Reputation: 7099
I'm trying to join two dataframes with dates that don't perfectly match up. For a given group/date in the left dataframe, I want to join the corresponding record from the right dataframe with the a date just before that of the left dataframe. Probably easiest to show with an example.
df1:
group date teacher
a 1/10/00 1
a 2/27/00 1
b 1/7/00 1
b 4/5/00 1
c 2/9/00 2
c 9/12/00 2
df2:
teacher date hair length
1 1/1/00 4
1 1/5/00 8
1 1/30/00 20
1 3/20/00 100
2 1/1/00 0
2 8/10/00 50
Gives us:
group date teacher hair length
a 1/10/00 1 8
a 2/27/00 1 20
b 1/7/00 1 8
b 4/5/00 1 100
c 2/9/00 2 0
c 9/12/00 2 50
Edit 1: Hacked together a way to do this. Basically I iterate through every row in df1 and pick out the most recent corresponding entry in df2. It is insanely slow, surely there must be a better way.
Upvotes: 1
Views: 318
Reputation: 7099
Seems like the quickest way to do this is using sqlite via pysqldf:
def partial_versioned_join(tablea, tableb, tablea_keys, tableb_keys):
try:
tablea_group, tablea_date = tablea_keys
tableb_group, tableb_date = tableb_keys
except ValueError, e:
raise(e, 'Need to pass in both a group and date key for both tables')
# Note: can't actually use group here as a field name due to sqlite
statement = """SELECT a.group, a.{date_a} AS {temp_date}, b.*
FROM (SELECT tablea.group, tablea.{date_a}, tablea.{group_a},
MAX(tableb.{date_b}) AS tdate
FROM tablea
JOIN tableb
ON tablea.{group_a}=tableb.{group_b}
AND tablea.{date_a}>=tableb.{date_b}
GROUP BY tablea.{base_id}, tablea.{date_a}, tablea.{group_a}
) AS a
JOIN tableb b
ON a.{group_a}=b.{group_b}
AND a.tdate=b.{date_b};
""".format(group_a=tablea_group, date_a=tablea_date,
group_b=tableb_group, date_b=tableb_date,
temp_date='join_date', base_id=base_id)
# Note: you lose types here for tableb so you may want to save them
pre_join_tableb = sqldf(statement, locals())

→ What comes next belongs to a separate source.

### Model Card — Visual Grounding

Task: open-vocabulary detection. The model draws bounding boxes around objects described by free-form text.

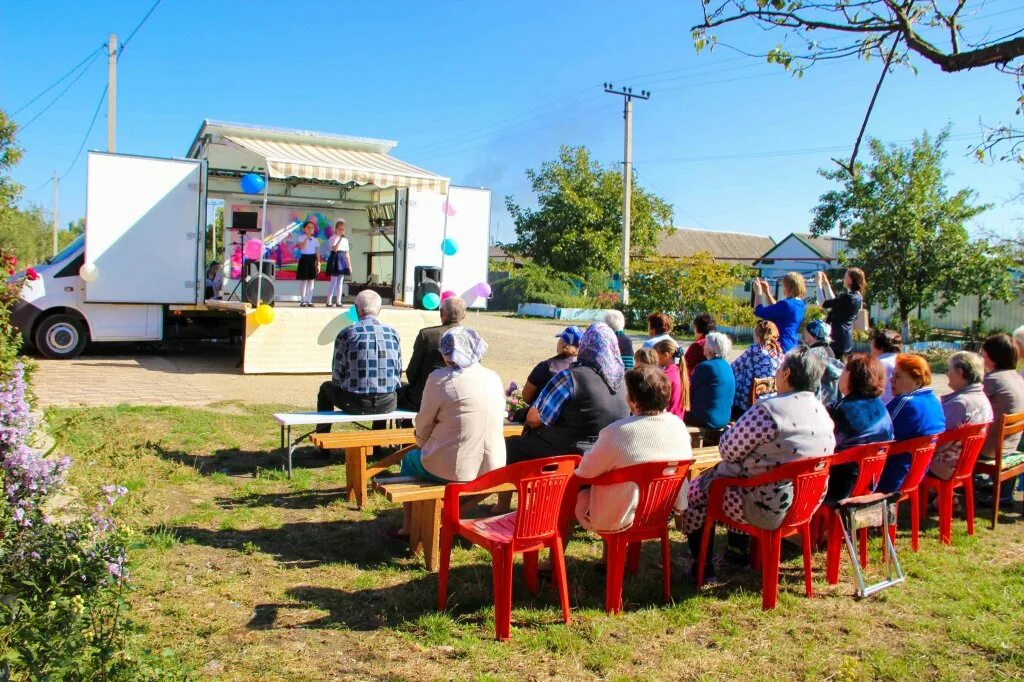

return pd.merge(tablea, pre_join_tableb, how='inner',
left_on=['group'] + tablea_keys,
right_on=['group', tableb_group, 'join_date'])
Upvotes: 0
Reputation: 77504
One way to do this is to create a new column in the left data frame, which will (for a given row's date) determine the value that is closest and earlier:
df1['join_date'] = df1.date.map(lambda x: df2.date[df2.date <= x].max())
then a regular join or merge between 'join_date'
on the left and 'date'
on the right will work. You may need to tweak the function to handle Null values or other corner cases.
This is not very efficient (you are searching the right-hand dates over and over). A more efficient approach is to sort both data frames by the dates, iterate through the left-hand data frame, and consume entries from the right hand data frame just until the date is larger:
# Assuming df1 and df2 are sorted by the dates
df1['hair length'] = 0 # initialize
r_generator = df2.iterrows()
_, cur_r_row = next(r_generator)
for i, l_row in df1.iterrows():
cur_hair_length = 0 # Assume 0 works when df1 has a date earlier than df2
while cur_r_row['date'] <= l_row['date']:
cur_hair_length = cur_r_row['hair length']
try:
_, cur_r_row = next(r_generator)
except StopIteration:
break
df1.loc[i, 'hair length'] = cur_hair_length
Upvotes: 1